Sous vide cooking is often at low temperatures, for long periods of time. But, you lose out on things like evaporation which can be essential for slow cooked meals or certain types of flavor development. You can't do things like stir food in a sous vide setup easily. So you have to be careful with what recipes you convert to sous vide; some will be easier and better if you don't use sous vide.
People do use mason jars for sous vide cooking, e.g. to make cheesecakes/custards. But most things are done in plastic bags (ziploc freezer or vacuum bags).
If you'd like a setup that can sous vide and slow cook and you have an oven, you could buy a dutch oven and a sous vide circulator to put in it (e.g. something like Joule since it sticks to the bottom of the dish magnetically). For slow cooking, put the stuff in the dutch oven, leave the dutch oven covered but open by a crack and stick it in a low oven (225 F ish). For sous vide, put water in the dutch oven, put the circulator in and go. As The Food Lab states in their pressure cookers > slow cookers article, the dutch oven setup described prior will often give you better flavor development and is not necessarily any worse than slow cookers on the safety front.
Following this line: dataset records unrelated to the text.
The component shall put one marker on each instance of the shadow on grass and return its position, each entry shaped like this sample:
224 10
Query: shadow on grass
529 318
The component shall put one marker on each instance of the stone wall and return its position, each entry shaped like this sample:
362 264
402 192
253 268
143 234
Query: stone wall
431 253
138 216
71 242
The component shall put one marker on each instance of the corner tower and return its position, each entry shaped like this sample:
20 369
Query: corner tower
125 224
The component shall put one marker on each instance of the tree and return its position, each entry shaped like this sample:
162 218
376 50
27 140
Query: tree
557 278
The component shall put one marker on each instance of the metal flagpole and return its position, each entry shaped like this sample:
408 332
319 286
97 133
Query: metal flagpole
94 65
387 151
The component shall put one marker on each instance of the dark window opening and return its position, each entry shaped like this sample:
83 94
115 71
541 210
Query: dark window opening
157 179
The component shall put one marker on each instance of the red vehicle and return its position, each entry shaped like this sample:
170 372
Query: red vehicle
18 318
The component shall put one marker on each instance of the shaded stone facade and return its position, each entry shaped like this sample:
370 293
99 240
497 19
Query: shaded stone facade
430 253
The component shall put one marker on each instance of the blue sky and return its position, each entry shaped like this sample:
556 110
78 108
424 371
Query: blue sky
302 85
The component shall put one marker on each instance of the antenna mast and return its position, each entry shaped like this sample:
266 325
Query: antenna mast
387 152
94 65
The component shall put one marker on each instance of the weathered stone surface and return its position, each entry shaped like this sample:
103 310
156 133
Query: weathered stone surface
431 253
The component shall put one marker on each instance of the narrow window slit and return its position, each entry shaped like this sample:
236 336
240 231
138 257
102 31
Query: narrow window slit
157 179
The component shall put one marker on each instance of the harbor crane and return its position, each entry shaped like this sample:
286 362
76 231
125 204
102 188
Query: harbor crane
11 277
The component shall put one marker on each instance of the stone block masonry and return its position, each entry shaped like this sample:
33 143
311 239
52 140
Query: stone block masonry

You also have versatility, e.g. you can increase the temperature to 300 F make a slow cooked tomato sauce and take advantage of the maillard reaction better and things like that.
Alternatively, just buy a slow cooker if you really want a slow cooker -- they're super cheap, particularly if you look at yard sales (likely under 10 dollars). The price will be basically negligible next to your sous vide circulator. Then buy whatever circulator you want and use it in an appropriate container.